P:- Acha que elas estão no mesmo nível de concepção estéticodiscursiva, divulgação de livros e autores no Brasil? Se é que existe essa divulgação na terra do rei pelé? Dentro das suas especificidades temporais e históricas, elas têm o seu valor no plano estético, basta partir para o texto literário. Creio ser desnecessária a comparação. A respeito da divulgação, muito já foi feito e a Lei 10.639/2003 (obriga o ensino de História e culturas africanas e afro-brasileira em todo a educação bási-
ca) foi um grande estímulo e incentivador para o mercado editorial, assim como para os professores que passaram a se interessar por essas temáticas.

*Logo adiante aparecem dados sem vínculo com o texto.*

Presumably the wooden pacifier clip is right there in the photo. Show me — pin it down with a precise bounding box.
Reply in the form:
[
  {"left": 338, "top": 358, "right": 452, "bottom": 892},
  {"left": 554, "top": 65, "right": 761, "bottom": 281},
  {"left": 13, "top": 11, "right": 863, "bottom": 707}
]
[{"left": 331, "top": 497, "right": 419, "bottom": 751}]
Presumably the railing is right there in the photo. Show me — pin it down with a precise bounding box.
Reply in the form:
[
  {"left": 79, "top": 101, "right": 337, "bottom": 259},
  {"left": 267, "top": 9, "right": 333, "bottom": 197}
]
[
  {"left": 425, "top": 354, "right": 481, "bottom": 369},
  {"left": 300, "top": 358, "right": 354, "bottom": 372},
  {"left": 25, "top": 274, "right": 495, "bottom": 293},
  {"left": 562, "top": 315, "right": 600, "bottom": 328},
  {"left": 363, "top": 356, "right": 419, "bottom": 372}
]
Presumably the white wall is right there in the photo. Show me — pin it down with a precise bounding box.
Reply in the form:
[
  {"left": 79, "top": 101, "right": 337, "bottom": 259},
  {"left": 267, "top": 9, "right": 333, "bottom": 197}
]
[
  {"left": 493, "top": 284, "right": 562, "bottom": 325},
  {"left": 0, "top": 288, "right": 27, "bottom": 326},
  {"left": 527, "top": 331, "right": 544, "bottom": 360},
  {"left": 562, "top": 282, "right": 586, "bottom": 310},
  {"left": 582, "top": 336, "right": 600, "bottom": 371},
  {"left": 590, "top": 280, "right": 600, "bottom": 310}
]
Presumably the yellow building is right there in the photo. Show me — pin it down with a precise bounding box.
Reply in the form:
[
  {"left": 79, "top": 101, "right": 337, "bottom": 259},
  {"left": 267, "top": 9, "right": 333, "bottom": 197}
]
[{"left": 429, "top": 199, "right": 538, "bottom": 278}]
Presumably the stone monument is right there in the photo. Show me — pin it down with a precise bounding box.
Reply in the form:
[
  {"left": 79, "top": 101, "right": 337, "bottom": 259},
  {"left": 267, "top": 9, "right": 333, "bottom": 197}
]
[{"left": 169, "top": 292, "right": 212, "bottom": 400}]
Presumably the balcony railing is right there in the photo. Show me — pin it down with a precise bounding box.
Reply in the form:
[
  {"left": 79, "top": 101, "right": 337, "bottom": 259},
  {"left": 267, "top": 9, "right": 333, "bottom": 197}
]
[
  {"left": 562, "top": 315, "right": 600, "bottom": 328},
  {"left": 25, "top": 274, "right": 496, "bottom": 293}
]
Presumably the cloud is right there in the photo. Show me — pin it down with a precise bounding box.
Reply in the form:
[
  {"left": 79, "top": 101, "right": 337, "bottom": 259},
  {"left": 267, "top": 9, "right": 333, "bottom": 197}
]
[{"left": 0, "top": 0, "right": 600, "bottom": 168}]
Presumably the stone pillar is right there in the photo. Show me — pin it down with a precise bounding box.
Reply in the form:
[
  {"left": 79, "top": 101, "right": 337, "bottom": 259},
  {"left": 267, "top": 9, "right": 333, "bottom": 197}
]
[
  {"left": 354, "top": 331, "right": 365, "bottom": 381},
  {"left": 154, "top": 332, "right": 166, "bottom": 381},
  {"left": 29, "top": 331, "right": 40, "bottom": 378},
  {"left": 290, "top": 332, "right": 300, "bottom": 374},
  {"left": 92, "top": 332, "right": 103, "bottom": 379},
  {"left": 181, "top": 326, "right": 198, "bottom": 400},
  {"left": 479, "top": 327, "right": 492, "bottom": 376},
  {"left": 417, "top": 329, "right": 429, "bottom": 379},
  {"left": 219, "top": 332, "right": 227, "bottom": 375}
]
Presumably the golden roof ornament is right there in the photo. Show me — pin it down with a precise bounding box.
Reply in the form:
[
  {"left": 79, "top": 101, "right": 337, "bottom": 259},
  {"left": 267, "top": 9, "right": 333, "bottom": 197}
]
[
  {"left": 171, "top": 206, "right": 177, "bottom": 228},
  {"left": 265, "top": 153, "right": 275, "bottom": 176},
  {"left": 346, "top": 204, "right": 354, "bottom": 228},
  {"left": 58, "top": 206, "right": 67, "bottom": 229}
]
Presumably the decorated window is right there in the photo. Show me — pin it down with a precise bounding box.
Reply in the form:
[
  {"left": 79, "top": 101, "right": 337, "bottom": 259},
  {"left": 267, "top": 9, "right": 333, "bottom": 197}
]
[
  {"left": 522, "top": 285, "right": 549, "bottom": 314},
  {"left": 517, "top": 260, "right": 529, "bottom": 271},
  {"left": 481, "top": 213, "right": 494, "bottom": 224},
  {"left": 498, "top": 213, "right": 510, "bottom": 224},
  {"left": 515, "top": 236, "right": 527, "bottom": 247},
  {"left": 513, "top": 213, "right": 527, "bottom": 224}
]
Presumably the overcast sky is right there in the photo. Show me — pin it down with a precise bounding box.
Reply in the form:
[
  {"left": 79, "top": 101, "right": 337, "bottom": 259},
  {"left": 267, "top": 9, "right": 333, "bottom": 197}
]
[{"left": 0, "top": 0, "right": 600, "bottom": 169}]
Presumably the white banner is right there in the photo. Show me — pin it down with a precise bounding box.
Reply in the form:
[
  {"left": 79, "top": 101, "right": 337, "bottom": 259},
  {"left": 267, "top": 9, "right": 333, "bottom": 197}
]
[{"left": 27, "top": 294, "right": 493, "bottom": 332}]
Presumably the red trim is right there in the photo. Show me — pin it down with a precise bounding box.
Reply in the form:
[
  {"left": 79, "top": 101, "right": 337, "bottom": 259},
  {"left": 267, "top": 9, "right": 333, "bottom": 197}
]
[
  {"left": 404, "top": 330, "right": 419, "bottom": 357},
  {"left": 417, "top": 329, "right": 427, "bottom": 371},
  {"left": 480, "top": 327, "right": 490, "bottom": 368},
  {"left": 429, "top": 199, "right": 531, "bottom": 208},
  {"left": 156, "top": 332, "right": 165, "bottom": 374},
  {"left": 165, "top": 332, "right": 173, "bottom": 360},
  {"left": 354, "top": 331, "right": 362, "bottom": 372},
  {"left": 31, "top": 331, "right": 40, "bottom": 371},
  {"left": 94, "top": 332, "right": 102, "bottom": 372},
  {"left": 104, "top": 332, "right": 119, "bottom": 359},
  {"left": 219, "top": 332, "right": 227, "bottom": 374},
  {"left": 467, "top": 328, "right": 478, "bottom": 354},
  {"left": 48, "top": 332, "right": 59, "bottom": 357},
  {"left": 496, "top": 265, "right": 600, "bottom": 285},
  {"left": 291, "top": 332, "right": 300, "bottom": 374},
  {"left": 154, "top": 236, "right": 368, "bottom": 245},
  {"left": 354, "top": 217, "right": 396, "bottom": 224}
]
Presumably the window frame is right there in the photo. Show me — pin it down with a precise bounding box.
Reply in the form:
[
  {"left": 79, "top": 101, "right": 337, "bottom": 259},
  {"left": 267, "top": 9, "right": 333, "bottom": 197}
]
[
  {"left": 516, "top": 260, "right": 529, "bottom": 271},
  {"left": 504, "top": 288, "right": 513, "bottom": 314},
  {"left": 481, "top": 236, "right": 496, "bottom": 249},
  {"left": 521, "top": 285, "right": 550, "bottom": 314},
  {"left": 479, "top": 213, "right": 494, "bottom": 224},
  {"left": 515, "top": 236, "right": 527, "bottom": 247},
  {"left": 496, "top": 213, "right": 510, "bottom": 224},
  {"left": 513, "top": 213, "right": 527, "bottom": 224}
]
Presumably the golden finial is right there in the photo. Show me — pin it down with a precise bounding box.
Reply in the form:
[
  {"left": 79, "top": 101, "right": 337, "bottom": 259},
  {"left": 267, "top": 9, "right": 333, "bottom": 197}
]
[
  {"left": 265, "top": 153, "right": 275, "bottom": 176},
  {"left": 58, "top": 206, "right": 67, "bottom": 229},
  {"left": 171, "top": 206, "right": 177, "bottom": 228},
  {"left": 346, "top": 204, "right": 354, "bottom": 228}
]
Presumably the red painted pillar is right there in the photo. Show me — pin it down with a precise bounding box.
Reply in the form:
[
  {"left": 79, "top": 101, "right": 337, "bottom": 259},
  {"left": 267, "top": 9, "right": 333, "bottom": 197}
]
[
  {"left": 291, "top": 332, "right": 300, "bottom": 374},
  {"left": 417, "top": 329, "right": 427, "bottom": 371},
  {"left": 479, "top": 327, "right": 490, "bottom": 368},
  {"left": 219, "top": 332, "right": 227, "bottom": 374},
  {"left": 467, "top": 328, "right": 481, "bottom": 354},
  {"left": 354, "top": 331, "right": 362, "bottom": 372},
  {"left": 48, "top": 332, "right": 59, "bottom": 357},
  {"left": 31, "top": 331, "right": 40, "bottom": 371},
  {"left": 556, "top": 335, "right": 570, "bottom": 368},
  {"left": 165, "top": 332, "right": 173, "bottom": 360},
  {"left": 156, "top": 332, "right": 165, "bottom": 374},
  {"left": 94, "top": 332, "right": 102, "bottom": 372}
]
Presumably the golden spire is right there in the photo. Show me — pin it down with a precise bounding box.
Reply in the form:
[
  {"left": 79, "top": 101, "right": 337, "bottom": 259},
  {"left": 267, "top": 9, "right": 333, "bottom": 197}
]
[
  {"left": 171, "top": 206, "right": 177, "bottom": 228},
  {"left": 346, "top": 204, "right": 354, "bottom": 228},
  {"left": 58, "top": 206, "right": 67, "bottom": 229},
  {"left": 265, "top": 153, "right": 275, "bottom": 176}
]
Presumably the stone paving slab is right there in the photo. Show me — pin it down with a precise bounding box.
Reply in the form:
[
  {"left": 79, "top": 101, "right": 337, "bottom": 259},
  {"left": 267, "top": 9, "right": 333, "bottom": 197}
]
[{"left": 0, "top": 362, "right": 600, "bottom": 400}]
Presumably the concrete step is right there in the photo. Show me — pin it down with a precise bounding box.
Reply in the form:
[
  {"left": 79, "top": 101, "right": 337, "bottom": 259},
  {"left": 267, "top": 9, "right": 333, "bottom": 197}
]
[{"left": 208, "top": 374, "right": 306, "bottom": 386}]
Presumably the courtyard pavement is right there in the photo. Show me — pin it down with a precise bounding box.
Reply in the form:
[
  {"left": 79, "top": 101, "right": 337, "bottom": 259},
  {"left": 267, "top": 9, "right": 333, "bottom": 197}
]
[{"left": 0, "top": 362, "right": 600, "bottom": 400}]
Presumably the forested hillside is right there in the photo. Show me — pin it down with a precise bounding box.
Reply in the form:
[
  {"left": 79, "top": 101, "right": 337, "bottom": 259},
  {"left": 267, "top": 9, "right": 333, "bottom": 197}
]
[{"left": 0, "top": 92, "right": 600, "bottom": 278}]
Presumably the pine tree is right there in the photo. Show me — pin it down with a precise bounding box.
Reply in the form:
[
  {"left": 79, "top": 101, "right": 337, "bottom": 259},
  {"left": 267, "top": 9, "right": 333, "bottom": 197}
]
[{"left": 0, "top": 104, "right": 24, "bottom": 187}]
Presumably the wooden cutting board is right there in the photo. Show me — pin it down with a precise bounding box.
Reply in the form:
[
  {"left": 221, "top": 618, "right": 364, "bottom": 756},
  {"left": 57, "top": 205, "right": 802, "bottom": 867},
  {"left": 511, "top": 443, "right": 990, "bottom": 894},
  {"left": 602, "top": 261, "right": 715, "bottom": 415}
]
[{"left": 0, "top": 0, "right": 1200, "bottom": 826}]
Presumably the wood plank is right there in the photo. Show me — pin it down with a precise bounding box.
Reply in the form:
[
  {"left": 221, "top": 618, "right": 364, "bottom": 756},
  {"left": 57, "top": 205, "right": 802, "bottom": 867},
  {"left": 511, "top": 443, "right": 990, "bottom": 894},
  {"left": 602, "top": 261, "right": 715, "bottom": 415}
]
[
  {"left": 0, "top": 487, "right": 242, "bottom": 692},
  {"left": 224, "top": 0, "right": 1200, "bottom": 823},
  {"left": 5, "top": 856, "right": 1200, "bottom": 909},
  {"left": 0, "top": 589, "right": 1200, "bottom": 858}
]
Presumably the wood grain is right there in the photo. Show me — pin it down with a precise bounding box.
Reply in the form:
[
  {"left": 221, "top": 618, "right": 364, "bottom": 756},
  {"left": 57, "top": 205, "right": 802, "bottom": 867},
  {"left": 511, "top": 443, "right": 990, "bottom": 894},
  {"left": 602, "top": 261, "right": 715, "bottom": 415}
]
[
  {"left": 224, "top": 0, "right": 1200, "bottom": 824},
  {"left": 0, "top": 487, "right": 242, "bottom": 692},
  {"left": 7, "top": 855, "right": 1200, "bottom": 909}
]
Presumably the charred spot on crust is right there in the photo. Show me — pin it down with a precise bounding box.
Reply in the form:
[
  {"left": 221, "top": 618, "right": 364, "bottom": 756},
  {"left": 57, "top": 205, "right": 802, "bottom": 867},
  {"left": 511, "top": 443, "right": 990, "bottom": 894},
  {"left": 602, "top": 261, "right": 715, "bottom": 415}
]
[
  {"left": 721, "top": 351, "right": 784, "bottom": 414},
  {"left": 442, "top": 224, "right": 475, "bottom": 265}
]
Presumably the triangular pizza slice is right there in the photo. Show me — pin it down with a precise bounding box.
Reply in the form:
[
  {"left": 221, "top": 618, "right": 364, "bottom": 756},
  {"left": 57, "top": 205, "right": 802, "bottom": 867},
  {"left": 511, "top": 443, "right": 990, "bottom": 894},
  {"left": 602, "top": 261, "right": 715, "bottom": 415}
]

Há dez anos, chegávamos às livrarias e encontrávamos os livros de autores africanos em lugares pouco privilegiados. Hoje, temos bancadas ou estantes sobre assuntos africanos e alguns autores luso-descendentes ocupam posições de destaque nas vitrines. Importante frisar o trabalho crítico desenvolvido nos cursos de pósgraduação ao longo dos anos que contribuíram para o desenvolvimento desse processo. Porém, ainda estamos distantes do que seria uma boa divulgação de autores africanos, muito em razão da restrição ao reconhecido cânone lusodescendente do mercado editorial e das universidades. E no caso angolano, isso é gritante. A pluralidade de autores está longe de ser atingida, levando em consideração critérios como raça e gênero. Para conhecer outros autores, é preciso que o pesquisador saia da inércia e se transfigure em um arqueólogo. Hoje temos o Facebook, revistas como a Literatas e blogs como o de minha autoria. Buscar outros autores que não constam no cânone estabelecido, pode trazer surpresas agradáveis.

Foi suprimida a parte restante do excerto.